In Greek mythology, Icarus (the Latin spelling, conventionally adopted in English; Ancient Greek: Ἴκαρος, Íkaros, Etruscan: Vikare) is the son of the master craftsman Daedalus, the creator of the Labyrinth built for King Minos of Crete near his palace at Knossos (knowledge). Often depicted in art, Icarus and his father attempt to escape from Crete by means of wings that his father constructed from feathers and wax. Icarus’s father warns him first of complacency and then of hubris, asking that he fly neither too low nor too high, so the sea’s dampness would not clog his wings or the sun’s heat melt them. Icarus ignored his father’s instructions not to fly too close to the sun, whereupon the wax in his wings melted and he fell into the sea. This tragic theme of failure at the hands of hubris contains similarities to that of Phaëthon.
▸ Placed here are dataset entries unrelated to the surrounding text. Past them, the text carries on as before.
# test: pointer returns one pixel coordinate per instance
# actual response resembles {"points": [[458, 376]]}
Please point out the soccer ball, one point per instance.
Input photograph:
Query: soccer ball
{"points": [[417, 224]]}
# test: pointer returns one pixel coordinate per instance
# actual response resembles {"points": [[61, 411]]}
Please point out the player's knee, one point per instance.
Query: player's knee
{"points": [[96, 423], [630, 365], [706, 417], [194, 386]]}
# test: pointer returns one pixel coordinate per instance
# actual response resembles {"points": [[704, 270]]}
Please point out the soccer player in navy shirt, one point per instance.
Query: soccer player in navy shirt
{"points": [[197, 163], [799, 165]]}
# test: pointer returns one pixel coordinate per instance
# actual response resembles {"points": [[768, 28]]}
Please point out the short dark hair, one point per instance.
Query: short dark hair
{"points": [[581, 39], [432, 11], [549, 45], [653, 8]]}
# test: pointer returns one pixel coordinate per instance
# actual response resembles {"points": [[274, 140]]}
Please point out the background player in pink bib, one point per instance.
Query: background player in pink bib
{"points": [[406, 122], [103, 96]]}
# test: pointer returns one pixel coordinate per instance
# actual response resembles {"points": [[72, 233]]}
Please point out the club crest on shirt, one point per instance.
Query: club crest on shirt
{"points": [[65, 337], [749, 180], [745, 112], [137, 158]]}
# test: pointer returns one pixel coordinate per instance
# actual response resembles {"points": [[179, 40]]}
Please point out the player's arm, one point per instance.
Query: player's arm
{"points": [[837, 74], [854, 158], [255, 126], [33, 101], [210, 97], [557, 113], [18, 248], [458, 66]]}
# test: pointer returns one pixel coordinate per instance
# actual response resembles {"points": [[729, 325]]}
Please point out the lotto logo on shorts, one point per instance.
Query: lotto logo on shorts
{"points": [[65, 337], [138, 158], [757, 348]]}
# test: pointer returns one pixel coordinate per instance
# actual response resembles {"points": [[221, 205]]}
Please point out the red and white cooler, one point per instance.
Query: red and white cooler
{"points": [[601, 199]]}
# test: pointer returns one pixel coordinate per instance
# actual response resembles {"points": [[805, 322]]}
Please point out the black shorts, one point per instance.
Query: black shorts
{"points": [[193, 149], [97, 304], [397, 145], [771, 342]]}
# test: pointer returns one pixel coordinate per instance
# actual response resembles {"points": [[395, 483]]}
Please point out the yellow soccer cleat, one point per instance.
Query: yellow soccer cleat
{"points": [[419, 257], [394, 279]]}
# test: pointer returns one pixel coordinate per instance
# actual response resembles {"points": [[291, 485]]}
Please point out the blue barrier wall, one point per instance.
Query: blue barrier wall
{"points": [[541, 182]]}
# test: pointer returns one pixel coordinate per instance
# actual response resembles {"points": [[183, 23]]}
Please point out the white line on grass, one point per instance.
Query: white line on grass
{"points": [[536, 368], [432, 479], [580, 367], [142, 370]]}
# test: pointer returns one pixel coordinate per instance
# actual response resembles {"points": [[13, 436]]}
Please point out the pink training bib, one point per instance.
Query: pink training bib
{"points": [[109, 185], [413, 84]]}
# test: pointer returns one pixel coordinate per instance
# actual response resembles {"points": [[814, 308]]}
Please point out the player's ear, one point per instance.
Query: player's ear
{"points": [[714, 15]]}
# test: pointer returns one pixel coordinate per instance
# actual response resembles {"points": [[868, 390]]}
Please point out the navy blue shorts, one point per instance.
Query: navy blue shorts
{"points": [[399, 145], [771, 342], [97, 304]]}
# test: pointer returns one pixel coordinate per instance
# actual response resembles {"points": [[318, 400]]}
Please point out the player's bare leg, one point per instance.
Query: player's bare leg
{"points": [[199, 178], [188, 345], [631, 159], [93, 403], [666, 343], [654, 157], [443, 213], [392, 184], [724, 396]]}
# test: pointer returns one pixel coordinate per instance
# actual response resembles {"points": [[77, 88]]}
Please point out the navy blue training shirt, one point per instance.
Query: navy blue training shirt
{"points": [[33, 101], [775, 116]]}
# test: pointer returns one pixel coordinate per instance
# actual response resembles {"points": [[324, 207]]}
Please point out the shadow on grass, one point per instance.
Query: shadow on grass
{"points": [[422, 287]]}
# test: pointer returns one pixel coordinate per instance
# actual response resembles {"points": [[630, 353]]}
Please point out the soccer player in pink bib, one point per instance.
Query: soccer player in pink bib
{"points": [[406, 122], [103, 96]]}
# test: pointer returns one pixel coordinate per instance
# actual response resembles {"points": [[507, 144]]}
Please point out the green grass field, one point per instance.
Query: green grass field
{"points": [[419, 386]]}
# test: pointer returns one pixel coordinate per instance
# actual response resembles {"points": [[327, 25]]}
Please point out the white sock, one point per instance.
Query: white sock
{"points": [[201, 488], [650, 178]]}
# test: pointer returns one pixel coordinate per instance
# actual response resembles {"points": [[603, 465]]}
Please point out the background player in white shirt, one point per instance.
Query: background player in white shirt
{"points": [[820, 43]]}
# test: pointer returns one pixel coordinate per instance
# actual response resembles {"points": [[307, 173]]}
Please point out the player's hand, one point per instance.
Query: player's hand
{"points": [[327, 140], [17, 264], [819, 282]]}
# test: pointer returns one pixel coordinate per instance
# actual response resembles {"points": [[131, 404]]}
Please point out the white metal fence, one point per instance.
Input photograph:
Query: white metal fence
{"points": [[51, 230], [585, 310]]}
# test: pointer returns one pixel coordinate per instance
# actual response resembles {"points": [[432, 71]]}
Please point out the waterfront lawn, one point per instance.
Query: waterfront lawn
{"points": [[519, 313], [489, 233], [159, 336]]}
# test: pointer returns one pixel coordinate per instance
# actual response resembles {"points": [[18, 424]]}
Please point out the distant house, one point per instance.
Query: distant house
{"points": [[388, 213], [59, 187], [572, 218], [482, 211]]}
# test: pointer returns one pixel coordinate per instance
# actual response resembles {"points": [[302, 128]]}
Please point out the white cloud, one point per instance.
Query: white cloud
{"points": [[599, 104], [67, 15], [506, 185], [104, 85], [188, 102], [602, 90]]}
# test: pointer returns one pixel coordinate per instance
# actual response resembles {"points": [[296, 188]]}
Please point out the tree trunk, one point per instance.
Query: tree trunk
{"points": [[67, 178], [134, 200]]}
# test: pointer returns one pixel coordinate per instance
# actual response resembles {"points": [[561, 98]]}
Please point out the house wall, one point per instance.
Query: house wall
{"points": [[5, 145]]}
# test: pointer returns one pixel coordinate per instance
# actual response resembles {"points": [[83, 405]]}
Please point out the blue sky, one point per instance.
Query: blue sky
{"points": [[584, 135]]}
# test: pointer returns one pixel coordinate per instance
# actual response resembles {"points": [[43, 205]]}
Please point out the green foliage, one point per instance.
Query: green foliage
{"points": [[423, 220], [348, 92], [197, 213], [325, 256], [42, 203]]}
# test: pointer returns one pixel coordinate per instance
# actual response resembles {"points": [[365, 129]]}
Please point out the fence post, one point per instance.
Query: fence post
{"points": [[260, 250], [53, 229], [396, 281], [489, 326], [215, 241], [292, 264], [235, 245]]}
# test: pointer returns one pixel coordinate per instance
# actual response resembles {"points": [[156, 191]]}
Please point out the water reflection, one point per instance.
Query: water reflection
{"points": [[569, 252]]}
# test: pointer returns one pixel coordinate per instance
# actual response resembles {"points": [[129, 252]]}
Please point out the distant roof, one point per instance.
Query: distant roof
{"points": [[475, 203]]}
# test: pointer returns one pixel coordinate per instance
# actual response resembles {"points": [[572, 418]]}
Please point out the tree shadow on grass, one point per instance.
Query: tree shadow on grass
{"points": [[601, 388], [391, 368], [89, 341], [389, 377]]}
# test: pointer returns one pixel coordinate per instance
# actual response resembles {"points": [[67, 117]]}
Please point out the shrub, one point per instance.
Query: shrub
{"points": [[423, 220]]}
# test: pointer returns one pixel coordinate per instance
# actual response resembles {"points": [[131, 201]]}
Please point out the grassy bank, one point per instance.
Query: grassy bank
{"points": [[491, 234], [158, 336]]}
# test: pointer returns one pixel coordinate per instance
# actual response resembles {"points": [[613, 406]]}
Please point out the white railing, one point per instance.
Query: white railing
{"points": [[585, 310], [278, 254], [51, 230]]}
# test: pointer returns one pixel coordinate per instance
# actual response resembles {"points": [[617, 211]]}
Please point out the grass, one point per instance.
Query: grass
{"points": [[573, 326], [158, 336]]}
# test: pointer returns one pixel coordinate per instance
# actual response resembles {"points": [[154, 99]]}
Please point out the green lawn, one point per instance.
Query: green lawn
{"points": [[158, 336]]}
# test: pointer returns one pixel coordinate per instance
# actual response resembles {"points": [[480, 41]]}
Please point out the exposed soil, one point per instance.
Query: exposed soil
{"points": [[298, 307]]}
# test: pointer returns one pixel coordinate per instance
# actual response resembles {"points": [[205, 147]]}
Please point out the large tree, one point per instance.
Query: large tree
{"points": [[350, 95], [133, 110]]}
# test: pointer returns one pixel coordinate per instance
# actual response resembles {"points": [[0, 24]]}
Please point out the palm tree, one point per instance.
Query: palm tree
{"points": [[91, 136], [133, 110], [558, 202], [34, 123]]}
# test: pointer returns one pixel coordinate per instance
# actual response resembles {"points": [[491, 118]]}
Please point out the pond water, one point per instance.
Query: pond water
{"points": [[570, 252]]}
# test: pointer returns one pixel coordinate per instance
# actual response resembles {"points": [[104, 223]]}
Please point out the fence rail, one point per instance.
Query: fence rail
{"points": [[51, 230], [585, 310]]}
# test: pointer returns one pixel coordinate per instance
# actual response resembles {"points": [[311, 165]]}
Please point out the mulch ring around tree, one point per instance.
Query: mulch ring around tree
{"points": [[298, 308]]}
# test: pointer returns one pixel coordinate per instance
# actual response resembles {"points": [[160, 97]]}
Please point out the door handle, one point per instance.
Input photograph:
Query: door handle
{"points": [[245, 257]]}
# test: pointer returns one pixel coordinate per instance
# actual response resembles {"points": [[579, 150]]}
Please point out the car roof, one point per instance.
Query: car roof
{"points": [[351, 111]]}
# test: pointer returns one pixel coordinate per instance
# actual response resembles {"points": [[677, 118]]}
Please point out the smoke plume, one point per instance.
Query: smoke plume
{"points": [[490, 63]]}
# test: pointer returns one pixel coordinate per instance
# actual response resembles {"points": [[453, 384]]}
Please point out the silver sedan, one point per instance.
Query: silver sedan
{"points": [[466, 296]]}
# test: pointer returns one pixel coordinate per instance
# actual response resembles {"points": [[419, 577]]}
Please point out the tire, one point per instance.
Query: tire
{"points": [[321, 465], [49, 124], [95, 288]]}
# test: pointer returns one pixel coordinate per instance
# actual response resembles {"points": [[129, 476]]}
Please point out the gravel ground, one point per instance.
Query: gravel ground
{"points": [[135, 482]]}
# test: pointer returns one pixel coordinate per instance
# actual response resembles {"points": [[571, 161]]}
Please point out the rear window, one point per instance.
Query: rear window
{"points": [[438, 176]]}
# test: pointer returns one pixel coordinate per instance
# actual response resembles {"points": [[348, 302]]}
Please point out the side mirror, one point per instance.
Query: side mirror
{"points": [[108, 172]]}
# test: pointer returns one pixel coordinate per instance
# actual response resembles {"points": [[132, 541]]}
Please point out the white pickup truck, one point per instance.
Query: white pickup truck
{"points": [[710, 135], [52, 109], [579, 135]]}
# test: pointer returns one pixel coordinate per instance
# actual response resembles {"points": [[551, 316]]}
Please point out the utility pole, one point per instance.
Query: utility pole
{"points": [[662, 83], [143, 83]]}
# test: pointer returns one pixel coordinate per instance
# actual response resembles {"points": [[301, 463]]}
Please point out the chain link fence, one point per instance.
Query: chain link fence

This is telling the story of a father who knew the map of this place, the metaphor for the Labyrinth in Knossis (knowledge), for the Minotaur (ego – beast in our mind, the inner satan), and artificially bestowed enlightenment upon his son, there by teaching him the secret. The crete he is escaping from is a metaphor for human lower consciousness, we use another metaphor today, concrete, means in Latin with Crete (Con-crete). The wings are a metaphor for Christ Consciousness.The sea he is referring to is the Red sea who’s boundaries are patrolled by Lilith and her demons. Complacency (sloth) and hubris (pride) are deadly sins, and having been in Knossis, Icarus’ faher was aware of the dangers.